But while all drivers accepted the heavier uniform out of necessity, many still resisted fire retardant gloves, saying they needed the feel of the steering wheel during a race. Then a driver named Bobby Wawak got his picture in the Daytona newspaper after a wreck in the 1977 Daytona 500. Wawak suffered severe burns on his hands, and the picture showed what looked like tattered remains of his gloves. Only he wasn't wearing any gloves. After that picture hit the newsstand, every driver wore gloves without complaint about losing any feel of the steering wheel.

Ten years later NASCAR had one of its closest calls ever. Bobby Allison blew a tire going into the trioval at Talladega and flew into the catch fence during the 1987 Winston 500. His car, while never entering the grandstands, certainly provided those seated in them an up close view of his Buick LeSabre. Spectators were injured, but thankfully there were no fatalities. Nonetheless, every race at Daytona and Talladega since has featured restrictor plates, which keep the speeds down by restricting air flow to the engines.

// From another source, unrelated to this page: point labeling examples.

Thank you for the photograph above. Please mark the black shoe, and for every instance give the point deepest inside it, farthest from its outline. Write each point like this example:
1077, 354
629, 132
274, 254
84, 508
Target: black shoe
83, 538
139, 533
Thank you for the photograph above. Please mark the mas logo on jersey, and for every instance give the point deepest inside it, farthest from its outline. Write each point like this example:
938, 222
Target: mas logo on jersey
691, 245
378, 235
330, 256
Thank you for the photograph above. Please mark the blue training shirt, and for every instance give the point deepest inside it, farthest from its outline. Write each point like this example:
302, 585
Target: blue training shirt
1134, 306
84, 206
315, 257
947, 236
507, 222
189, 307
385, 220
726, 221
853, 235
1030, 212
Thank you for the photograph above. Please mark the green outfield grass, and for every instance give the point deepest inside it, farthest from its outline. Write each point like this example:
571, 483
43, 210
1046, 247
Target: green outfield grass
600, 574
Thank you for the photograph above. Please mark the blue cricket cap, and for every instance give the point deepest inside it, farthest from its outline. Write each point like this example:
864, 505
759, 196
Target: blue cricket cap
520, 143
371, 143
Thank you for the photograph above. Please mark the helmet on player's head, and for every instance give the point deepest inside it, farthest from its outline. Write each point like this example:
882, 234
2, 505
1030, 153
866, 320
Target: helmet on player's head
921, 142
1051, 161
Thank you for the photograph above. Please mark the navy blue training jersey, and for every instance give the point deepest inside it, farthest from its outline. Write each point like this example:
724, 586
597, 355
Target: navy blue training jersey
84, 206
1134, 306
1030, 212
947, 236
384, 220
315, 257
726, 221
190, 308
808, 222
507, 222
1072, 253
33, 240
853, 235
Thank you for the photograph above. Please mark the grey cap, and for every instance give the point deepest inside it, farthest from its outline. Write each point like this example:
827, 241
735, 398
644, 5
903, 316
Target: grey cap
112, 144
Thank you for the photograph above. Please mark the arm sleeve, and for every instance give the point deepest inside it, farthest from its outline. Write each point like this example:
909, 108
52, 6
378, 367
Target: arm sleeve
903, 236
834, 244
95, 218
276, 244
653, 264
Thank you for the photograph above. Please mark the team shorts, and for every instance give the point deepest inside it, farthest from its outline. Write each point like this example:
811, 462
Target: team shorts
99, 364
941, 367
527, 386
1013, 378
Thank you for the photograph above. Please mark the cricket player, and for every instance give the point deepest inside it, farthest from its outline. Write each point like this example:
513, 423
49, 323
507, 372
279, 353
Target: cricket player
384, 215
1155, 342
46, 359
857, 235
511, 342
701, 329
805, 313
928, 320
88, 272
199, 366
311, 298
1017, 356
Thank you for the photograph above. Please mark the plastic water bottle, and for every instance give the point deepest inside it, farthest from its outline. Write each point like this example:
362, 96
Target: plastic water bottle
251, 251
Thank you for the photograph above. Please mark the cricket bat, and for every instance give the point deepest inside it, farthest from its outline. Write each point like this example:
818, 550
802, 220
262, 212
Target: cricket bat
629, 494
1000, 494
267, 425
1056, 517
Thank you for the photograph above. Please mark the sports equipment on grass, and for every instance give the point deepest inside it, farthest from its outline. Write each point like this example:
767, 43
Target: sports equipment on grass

Spectacular end-over-end crashes in the mid-1980s by Richard Petty and Ricky Rudd [among others] led to roof flaps, which affected the air flow that was turning the cars over at high speeds. Again, thankfully, drivers such as Petty gave up their lunches but not their lives in these horrifying accidents.

Right after the turn of the century, this was tragically not the case.

Adam Petty, the first fourth-generation driver in NASCAR history, lost his life when his throttle stuck and he hit the wall at New Hampshire on May 12, 2000. His death prompted the installation of kill switches that allowed drivers to avoid the loss of control of the car's power in such situations.

The following year, the most famous accident in NASCAR history took the life of perhaps its biggest star. Dale Earnhardt collided with the wall in Turn Four of the 2001 Daytona 500, and the G-forces caused massive head injuries that took his life. The same type of injury had taken the lives of drivers Kenny Irwin, Tony Roper and John Nemechek before NASCAR mandated the use of the Head And Neck Safety [HANS] device, decreasing significantly the G-forces a driver might sustain during a crash.

Also, SAFER barriers have sprung up around the circuit, lessening the impact even more.

And the Car of Tomorrow instituted full time by NASCAR this year has done even more, inserting foam between the sheetmetal and the roll cage and moving the driver's seat closer to the center of the car.

Danger can never be totally removed from the racing, and some might argue it shouldn't be. There is no denying its impact on the safety of the sport, though. The sight of fan favorites flipping end over end has, in a perverse way, made it safer for everyone else to do so.